Tobacco Task Force helps Mac prepare for a smoke-free campus

By Katie Zager

After a semester of meetings and discussions, the Tobacco Task Force has come up with several recommendations to be passed on to Vice President of Student Affairs Laurie Hamre and other senior administrators early next week.The Tobacco Task Force consisted of current, former and non-smokers from the student body, faculty and staff. Their purpose was to examine the issue of smoking on campus, decide whether or not Macalester should do something-and, if so, decide what. Over the course of the semester they examined the issue of smoking from a variety of angles, from researching smokers’ rights to examining best practice policies on other campuses across the country.

They also surveyed Macalester students. According to Denise Ward, associate dean for students services, almost half of Macalester’s students, faculty and staff responded, about 14.5% of who identified as smokers.

“There was a significant split on whether Macalester should implement policies that protect campus community members from exposure to secondhand smoke; there was a similar split on opinion that imposing a tobacco-free policy is an infringement on individual rights,” Ward explained in an email.

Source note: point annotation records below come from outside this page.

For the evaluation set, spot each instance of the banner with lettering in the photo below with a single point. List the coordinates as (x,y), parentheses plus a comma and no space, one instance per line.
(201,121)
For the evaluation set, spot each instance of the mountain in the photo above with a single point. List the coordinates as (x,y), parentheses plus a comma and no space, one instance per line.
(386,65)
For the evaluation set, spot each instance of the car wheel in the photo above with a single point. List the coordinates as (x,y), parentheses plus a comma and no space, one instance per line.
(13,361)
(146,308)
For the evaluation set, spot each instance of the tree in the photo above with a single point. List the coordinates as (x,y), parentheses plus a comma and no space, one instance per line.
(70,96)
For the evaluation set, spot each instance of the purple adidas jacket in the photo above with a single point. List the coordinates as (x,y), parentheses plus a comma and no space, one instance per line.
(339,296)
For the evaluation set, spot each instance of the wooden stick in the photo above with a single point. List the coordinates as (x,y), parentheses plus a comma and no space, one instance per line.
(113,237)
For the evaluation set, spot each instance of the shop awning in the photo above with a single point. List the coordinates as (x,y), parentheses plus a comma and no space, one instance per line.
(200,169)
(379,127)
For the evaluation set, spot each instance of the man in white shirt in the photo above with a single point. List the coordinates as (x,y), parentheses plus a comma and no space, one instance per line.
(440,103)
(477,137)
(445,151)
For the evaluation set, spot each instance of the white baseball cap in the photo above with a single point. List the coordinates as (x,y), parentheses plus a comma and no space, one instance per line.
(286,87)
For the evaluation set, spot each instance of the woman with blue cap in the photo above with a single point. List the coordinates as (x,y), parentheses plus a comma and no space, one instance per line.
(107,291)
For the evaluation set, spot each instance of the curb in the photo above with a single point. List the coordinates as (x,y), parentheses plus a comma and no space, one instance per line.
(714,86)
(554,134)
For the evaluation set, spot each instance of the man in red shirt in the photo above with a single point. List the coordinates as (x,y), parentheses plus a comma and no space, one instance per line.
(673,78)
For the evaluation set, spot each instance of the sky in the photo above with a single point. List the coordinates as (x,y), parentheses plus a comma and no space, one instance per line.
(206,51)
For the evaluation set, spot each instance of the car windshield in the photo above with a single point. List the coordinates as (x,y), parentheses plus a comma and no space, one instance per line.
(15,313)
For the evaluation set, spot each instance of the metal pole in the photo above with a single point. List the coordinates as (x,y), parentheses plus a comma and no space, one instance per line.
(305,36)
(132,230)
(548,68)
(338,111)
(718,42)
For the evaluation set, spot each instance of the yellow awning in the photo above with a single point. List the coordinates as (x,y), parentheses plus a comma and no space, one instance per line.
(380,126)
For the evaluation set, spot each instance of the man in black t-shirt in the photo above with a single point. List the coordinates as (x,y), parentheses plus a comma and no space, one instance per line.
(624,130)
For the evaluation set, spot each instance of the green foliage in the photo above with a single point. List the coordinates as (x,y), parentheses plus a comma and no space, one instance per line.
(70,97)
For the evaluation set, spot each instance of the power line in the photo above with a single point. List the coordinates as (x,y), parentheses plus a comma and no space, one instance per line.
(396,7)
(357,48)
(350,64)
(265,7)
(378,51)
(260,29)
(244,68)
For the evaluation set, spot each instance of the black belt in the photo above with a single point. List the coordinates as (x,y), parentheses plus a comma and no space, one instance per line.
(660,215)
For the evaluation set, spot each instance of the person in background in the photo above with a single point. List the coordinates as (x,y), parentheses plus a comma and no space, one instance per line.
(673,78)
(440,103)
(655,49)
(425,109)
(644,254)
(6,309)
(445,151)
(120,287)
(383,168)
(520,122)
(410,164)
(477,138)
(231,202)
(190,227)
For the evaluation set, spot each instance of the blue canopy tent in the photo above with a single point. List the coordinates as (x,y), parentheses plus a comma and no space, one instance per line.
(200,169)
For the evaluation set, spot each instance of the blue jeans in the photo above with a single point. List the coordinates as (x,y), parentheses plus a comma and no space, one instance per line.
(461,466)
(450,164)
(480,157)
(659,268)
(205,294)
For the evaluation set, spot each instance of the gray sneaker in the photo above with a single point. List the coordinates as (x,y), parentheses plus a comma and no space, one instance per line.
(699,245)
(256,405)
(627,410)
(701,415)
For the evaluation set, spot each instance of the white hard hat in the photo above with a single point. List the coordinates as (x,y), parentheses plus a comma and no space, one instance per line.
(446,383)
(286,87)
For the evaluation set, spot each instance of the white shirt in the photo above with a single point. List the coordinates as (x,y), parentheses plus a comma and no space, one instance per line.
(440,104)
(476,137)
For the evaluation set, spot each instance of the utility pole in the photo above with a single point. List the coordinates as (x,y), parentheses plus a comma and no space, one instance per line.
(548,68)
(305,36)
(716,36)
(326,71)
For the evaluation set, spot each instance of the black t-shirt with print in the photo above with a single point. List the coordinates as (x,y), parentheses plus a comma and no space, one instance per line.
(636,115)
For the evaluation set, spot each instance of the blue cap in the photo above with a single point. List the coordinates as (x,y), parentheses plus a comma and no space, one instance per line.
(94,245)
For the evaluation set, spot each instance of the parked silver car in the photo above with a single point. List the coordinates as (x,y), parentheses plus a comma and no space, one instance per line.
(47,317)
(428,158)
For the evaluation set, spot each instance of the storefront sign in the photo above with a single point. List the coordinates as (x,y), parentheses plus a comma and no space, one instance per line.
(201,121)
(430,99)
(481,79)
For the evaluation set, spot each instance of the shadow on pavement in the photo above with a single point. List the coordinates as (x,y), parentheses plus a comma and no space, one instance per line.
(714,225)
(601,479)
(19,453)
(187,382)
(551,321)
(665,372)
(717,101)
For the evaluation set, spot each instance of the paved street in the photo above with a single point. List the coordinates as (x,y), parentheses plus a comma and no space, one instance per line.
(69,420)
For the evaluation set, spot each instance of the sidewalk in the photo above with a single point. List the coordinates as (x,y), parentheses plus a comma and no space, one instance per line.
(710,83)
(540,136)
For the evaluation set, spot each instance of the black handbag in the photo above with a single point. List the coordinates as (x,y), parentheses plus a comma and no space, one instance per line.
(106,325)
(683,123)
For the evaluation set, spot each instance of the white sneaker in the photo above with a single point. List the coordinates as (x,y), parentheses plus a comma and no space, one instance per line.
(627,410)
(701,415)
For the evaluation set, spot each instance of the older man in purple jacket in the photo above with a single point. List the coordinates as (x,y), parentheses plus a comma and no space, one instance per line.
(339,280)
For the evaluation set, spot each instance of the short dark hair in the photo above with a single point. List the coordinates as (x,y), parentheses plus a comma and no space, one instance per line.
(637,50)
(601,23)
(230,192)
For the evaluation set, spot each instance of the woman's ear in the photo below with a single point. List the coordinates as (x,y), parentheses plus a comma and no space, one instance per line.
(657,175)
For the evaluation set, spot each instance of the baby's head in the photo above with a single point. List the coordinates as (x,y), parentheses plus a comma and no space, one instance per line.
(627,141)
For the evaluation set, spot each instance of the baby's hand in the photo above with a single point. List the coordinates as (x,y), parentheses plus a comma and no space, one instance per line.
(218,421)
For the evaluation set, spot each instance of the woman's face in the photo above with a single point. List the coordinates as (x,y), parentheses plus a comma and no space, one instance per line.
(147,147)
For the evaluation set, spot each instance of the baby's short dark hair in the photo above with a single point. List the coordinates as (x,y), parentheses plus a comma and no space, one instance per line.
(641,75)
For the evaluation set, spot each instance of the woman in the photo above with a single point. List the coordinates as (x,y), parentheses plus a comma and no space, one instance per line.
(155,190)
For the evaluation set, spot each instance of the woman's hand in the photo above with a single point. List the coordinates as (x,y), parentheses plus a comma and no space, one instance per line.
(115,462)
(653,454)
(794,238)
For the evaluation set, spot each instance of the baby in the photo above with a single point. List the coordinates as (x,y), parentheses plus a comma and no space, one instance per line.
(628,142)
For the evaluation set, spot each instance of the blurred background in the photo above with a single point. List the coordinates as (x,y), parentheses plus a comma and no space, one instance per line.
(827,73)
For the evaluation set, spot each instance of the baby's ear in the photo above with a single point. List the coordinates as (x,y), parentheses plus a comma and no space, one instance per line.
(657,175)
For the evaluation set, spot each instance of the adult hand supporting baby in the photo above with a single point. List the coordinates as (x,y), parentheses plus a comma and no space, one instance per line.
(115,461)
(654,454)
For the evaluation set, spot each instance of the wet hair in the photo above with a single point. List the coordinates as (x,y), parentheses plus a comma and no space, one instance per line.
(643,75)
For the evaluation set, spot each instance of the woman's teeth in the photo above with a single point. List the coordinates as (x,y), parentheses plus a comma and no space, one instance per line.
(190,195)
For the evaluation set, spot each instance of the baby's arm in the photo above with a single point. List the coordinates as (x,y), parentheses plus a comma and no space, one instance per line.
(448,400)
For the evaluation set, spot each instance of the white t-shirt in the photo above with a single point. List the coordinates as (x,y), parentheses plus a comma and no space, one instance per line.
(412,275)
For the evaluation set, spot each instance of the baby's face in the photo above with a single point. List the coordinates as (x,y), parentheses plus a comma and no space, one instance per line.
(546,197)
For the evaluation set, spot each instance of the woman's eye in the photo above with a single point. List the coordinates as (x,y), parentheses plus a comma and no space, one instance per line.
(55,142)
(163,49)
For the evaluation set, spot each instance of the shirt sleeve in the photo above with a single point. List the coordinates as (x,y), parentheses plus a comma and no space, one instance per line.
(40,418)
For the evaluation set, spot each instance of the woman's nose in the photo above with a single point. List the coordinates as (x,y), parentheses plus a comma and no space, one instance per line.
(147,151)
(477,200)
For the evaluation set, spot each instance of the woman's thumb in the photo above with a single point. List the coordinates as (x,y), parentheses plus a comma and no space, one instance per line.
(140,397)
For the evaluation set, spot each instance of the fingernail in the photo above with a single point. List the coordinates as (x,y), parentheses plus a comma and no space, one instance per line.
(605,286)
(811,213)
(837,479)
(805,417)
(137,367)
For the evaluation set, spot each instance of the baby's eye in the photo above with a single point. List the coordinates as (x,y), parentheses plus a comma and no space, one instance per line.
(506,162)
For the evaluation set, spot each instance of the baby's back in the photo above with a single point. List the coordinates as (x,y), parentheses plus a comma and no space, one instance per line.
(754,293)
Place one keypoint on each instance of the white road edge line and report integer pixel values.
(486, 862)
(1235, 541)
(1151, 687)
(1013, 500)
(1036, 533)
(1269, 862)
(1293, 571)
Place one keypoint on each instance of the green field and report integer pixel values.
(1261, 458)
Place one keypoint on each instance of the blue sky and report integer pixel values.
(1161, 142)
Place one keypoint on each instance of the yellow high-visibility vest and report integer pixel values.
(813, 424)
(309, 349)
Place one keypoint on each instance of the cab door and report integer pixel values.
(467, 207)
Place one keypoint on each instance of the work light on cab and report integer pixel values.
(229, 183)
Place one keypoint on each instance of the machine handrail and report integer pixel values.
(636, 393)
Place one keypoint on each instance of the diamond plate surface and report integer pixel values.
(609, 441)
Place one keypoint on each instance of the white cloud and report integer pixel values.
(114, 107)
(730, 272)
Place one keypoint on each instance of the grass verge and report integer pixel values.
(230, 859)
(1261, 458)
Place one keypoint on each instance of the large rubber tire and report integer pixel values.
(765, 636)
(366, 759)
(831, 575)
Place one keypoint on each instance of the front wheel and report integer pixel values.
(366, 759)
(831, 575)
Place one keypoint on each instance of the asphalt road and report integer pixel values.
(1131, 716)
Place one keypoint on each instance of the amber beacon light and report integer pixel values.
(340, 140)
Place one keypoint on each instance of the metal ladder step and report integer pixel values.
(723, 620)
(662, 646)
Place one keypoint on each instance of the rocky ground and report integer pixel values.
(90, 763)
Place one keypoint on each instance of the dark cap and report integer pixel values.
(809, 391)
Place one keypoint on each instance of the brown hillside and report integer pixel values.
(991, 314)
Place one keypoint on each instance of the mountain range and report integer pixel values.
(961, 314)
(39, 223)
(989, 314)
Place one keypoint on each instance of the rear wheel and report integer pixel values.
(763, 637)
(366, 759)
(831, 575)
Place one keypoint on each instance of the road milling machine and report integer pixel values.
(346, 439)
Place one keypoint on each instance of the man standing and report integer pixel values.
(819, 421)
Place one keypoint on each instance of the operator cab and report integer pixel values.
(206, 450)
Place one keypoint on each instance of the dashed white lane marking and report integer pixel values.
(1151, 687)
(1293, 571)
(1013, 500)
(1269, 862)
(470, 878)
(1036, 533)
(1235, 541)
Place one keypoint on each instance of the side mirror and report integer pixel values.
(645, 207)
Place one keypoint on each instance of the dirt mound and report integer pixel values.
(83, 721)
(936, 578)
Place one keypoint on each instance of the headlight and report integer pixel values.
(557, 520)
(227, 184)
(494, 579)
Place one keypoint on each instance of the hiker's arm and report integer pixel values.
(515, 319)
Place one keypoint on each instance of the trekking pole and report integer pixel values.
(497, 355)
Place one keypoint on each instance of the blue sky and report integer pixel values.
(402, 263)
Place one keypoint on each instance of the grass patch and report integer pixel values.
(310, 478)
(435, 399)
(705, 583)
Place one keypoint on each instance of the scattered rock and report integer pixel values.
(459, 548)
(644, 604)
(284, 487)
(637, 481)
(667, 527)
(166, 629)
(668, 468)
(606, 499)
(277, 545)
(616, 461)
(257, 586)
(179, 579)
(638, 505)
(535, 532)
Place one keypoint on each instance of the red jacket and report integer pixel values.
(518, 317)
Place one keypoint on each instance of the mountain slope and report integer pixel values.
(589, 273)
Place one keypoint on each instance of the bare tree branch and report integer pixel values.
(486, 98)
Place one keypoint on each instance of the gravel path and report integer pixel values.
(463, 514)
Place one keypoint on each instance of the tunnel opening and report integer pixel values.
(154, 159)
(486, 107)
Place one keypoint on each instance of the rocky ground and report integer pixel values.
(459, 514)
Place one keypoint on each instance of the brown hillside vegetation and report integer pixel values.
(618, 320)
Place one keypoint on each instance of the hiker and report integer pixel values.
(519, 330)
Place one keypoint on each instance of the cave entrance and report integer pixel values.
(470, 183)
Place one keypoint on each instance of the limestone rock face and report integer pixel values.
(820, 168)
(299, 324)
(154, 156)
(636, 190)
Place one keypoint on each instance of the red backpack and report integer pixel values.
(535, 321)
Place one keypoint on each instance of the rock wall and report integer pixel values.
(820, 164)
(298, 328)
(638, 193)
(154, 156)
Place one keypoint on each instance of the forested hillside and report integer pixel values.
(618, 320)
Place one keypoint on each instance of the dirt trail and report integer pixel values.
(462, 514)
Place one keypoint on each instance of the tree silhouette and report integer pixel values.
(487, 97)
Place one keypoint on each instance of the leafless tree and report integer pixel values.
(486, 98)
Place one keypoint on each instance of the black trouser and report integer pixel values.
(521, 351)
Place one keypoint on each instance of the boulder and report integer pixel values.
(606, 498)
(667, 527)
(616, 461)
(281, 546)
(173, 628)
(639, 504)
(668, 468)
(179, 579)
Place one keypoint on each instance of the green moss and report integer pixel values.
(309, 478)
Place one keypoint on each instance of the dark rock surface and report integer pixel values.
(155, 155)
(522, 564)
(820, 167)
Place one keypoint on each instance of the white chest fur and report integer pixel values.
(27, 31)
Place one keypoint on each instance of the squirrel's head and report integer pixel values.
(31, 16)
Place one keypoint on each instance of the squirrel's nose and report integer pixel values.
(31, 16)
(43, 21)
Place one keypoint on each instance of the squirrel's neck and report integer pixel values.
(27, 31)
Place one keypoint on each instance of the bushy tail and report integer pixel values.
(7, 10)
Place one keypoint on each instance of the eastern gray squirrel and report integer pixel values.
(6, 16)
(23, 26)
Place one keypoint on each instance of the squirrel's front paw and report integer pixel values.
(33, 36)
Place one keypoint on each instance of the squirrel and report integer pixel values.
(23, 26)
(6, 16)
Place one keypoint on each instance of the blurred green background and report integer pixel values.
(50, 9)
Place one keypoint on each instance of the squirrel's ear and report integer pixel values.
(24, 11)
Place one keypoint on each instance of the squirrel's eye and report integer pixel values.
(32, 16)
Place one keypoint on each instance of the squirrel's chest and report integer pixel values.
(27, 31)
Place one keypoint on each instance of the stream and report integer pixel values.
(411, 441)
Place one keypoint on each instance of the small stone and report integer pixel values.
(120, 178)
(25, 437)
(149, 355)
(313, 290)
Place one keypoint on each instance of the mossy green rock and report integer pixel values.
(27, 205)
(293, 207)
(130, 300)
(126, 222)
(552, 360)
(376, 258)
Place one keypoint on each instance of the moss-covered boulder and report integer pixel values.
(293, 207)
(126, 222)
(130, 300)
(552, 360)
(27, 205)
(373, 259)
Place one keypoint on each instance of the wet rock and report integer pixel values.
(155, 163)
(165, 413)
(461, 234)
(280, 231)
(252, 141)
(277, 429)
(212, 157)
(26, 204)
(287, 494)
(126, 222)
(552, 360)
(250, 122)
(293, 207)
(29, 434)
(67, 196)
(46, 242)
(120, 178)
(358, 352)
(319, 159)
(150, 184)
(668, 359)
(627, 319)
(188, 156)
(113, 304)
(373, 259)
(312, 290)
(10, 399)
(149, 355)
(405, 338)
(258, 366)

However, Macalester students generally agreed that secondhand smoke is a health issue, and strongly agreed that tobacco litter is a negative element on campus. These survey results were taken into account when making the final recommendations.

Tom Welna, committee member and director of the Macalester High Winds fund, summed up the recommendations.

“The goal is to be tobacco free by fall of 2013,” he said. “In the meantime, through employment or health and wellness, the college will need to put resources into cessation to help people quit. In August, there would be a perimeter ban on be added to the existing tobacco policy. The focus will be on helping people who want to quit, quit.”

“The discussion was about what we want our campus to look like in the future, for future generations,” Welna added. “The tone was how to move us to a healthier place.”

Welna noted that there are many benefits to decreasing smoking at Macalester, ranging from lower medical insurance costs, to graduating healthier alumni.

Waiting until 2013 to implement a ban would also give admissions plenty of time to inform prospective students.

Although the ban is still hypothetical, and would not go into effect for several years, some students are still concerned.

“The amount of kids I know that smoke outside the library late at night because they’re stressed out.I don’t think it [a ban] is going to be enforceable,” said Rachel Colberg-Parseghian. “I feel like we’re going to have people coming up to you, saying you need to stop smoking. If you’re over 18, you’re allowed to make your own decisions. It’s the principle.”

Other students, however, support the recommendations.

“I think something relatively simple like the perimeter ban would go a long way in making non-smokers feel more comfortable,” Katie Snitzer ’12 said.

Ward emphasized that the decision is not being made lightly.

“The task force is concerned that the recommendations reflect a long term view of the issue rather than a knee-jerk reaction to the topic and that it reflect Macalester’s ethos,” Ward said.

Ultimately, however, it will be up to the administration to decide if it wants to adapt all, some, or none of these recommendations.